3.4.1.2. Durante a leitura
A segunda fase para o desenvolvimento da competência literária é a da leitura ou durante a leitura, cujos objetivos se resumem em340:
1. Preparar os alunos para o uso de estratégias de compreensão; 2. Familiarizá-los com a estrutura do texto;
3. Focar as suas atenções na linguagem do texto para desenvolver e enriquecer a linguagem e vocabulário;
4. Facilitar a compreensão sobre personagens, acontecimentos, temas e ideias-chave; 5. Colaborar na construção de sentido e interpretações, pois é durante a leitura que há mais engajamento com o texto; o aluno relacionará de modo eficiente, com ajuda do professor, o conteúdo do texto com a sua realidade sociocultural, com histórias já lidas, ouvidas, assistidas.

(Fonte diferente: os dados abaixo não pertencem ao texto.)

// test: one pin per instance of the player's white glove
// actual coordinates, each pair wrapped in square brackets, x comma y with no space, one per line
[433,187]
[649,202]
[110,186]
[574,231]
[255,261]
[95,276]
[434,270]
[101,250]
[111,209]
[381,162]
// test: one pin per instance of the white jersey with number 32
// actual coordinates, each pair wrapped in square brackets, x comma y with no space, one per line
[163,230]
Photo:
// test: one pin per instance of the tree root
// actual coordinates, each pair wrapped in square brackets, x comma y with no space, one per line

Quanto mais o novo texto estiver relacionado com o que referimos no período anterior, mais facilmente o aluno atribuirá sentido a ele e fará a sua interpretação. Para que resulte, é importante que não seja só uma leitura mecânica do texto, mas sim uma leitura de “desocultação”. Daí o papel fundamental do mediador nesta atividade.
3.4.1.3. Pós-leitura
As atividades após a leitura são vistas como atividades de consolidação, portanto, têm os seguintes objetivos341:
1. Encorajar respostas pessoais;
2. Promover a reflexão sobre o texto, levando os alunos a expressarem o que mais os cativou;
3. Facilitar a organização, a análise e a síntese de ideias;
4. Proporcionar oportunidades de partilha e construção de significados com os colegas. O mediador deve aproveitar as atividades após a leitura para potenciar ainda mais as habilidades de leitura e de escrita, sem que associe a elas a exploração gramatical e a escrita de composição, porque influenciam na redução do gosto pela leitura.
340 Idem, ibidem, p. 72. 341 Idem, ibidem, p. 72-73.